# Hill Country RV park suggestions?



## TomballAg (Nov 7, 2006)

I have a short weekend with no kids and the wife and I are looking for a good post to visit. Need full RV hook ups with 50amp. Any suggestions for this area?


----------



## H2 (Jan 11, 2005)

Lots of nice one around Boerne/ Fredricksberg and Austin.

This one near Austin is great.

http://www.lahaciendarvpark.com/


----------



## JamesAggie (Jun 28, 2012)

Kerrville Schreiner Park. One of my favorites. Inexpensive and beautiful. Lots to do in the area. 

Sent from my SAMSUNG-SM-G891A using Tapatalk


----------



## Hunter11 (Jun 26, 2008)

One of our favorite Hill County parks is Buckhorn Lake Resort just outside Kerrville.
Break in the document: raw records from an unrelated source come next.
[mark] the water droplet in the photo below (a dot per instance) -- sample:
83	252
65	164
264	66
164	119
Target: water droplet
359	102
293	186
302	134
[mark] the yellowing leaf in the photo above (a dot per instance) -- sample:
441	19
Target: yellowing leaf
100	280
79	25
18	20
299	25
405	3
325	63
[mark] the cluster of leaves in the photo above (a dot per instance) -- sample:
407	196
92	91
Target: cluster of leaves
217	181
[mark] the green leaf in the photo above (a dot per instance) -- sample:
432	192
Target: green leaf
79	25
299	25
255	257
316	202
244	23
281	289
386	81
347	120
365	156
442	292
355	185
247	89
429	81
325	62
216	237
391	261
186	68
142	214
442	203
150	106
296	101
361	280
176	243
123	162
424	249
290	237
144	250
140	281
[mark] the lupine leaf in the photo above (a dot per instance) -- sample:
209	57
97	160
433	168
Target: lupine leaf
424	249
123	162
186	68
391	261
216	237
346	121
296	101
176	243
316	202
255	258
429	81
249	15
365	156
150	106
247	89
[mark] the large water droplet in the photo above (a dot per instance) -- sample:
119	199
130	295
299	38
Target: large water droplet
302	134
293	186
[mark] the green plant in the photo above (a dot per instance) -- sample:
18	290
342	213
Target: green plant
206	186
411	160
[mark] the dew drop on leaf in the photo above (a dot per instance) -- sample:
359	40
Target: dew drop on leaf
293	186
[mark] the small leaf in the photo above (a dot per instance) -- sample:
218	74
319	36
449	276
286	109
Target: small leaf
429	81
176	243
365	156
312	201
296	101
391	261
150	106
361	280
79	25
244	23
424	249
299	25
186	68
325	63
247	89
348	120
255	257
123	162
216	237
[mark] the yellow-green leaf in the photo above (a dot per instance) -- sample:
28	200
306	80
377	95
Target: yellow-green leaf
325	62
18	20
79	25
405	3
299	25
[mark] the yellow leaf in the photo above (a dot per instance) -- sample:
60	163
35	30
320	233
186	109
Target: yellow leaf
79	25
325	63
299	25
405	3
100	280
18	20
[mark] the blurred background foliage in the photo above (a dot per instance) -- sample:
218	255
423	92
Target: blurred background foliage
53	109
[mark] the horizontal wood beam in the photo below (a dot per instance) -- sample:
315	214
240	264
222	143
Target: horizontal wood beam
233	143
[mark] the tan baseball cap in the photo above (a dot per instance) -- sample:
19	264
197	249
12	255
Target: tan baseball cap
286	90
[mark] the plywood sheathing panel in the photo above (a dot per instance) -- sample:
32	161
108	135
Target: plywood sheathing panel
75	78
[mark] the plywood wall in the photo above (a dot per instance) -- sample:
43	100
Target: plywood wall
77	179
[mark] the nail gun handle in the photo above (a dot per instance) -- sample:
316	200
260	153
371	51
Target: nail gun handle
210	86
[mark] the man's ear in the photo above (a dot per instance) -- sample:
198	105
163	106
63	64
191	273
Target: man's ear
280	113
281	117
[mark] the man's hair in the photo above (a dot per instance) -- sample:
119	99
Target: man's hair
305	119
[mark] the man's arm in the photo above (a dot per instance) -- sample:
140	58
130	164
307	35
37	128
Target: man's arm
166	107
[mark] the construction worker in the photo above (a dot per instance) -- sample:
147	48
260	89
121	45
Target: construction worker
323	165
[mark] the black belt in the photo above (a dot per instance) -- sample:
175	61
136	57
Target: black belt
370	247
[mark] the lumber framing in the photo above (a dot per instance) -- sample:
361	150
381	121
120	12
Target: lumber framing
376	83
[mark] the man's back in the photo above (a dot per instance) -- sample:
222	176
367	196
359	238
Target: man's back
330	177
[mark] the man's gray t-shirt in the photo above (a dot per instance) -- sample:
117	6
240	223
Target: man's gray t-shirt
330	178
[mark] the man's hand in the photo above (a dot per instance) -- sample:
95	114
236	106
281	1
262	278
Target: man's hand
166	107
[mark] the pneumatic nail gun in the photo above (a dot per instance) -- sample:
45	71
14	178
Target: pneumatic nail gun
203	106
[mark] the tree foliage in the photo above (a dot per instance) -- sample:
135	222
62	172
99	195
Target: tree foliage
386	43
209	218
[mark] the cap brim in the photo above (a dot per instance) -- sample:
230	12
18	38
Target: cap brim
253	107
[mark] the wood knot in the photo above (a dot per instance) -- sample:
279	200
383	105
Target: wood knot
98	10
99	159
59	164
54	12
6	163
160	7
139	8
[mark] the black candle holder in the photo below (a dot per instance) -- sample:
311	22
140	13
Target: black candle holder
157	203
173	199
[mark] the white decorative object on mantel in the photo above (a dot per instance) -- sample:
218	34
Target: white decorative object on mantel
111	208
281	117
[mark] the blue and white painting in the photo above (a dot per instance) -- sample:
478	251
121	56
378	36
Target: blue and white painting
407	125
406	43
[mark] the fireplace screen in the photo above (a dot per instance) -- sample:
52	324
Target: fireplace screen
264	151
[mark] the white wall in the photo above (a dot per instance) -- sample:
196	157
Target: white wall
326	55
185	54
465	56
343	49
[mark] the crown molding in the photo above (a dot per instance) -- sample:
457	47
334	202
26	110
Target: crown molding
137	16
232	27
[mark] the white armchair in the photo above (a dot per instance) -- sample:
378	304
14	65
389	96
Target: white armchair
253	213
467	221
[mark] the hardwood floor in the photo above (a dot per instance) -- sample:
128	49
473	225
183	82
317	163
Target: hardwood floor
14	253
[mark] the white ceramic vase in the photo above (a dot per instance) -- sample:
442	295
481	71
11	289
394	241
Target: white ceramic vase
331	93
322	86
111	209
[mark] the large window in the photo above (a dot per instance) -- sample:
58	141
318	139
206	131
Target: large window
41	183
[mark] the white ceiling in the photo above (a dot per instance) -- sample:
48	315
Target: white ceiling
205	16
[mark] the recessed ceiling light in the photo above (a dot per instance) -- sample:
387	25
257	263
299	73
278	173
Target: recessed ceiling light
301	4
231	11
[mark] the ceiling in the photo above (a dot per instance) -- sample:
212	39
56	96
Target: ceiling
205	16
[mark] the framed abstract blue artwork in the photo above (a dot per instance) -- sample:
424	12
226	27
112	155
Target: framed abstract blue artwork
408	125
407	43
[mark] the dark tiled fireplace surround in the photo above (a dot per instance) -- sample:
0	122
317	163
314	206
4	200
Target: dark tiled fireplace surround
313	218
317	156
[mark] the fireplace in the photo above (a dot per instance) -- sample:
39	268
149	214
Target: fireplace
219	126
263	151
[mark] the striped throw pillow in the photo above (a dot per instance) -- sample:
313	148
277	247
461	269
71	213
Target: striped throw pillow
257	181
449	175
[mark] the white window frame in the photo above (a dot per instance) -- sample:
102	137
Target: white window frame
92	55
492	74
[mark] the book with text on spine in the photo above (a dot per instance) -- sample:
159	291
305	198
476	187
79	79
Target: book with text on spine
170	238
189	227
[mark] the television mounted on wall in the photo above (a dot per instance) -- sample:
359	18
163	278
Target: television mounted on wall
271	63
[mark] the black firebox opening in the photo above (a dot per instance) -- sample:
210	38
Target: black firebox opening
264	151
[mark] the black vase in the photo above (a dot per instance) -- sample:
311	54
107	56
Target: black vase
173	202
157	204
Might be booked up this time of year but well worth a shot.

http://www.buckhornlake.com/


----------



## Ragecajun (Oct 31, 2011)

*Oakwood rv*

OAKWOOD RV in Fredericksburg came highly recommended and we have been very happy with them for the last few years. their bathrooms are cleaned a few times a day and have great water pressure.

Kids love their fire pits at the upgraded pull through sites and full hookups.

Check out the airport diner about a mile away and watch the planes land/takeoff while you eat in the 50's style airplane themed diner.


----------